Saturday, June 29, 2013

Space Florida To Take Over Space Shuttle Landing Strip

CAPE CANAVERAL, Florida – NASA announced on Friday the selection of Space Florida for negotiations toward a partnership agreement to maintain and operate the Shuttle Landing Facility (SLF) at Kennedy Space Center (KSC) located on Merritt Island. 

This historic 15,000 ft. long, 300 ft. wide launch and landing strip hosted 78 Shuttle landings over the past 30 years and provides a unique resource for growing commercial aerospace businesses that may have interest in operating from Florida.  

NASA Administrator Charles Bolden and KSC Director Robert Cabana made the announcement on Friday during a press briefing at the Kennedy Space Center Visitor Complex.  

"This agreement will continue to expand Kennedy's viability as a multi-user spaceport and strengthen the economic opportunities for Florida and the nation," Bolden said. "It also continues to demonstrate NASA's commitment and progress in building a strong commercial space industry so that American companies are providing safe, reliable, and cost-effective transportation to and from the International Space Station and other low Earth orbit destinations."  

The SLF, specially designed for space shuttles returning to Kennedy, opened for flights in 1976 and is capable of handling all types and sizes of aircraft and horizontal launch and landing vehicles. 
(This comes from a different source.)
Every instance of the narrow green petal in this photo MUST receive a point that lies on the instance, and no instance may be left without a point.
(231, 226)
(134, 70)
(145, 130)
The wheel stops for the final landings of each Space Shuttle were marked and memorialized on the landing strip last year, but are not expected to interfere with future vehicle use of the landing strip.

"The SLF is a significant asset for the center that ties our historical past to the vision of the future," said Cabana. "I had the privilege of landing two space shuttle orbiters at the facility and look forward to beginning discussions with Space Florida on a future partnership that will fully utilize this unique resource."

NASA issued a request for information to industry in 2012 to identify new and innovative ways to use the facility for current and future commercial and government mission activities.  Space Florida was selected because its proposal for potential use of the facility is closely aligned with Kennedy’s vision for creating a multiuser spaceport.

“The SLF provides a unique capability for new and expanding suborbital launch providers, unmanned aerial vehicle operators and other aerospace-related businesses to thrive in a location that maximizes the resources of the Space Center and Eastern Range operations,” said Space Florida President Frank DiBello. “We look forward to working with NASA-KSC leadership in the coming months to finalize the details of this transaction in a way that will provide the greatest benefit to incoming commercial aerospace businesses.”

The SLF at KSC is the newest addition to Florida’s commercial, horizontal launch and landing-capable spaceports network, joining Cecil Field Spaceport in Jacksonville, which was licensed as a horizontal, suborbital launch site by the FAA in January 2010.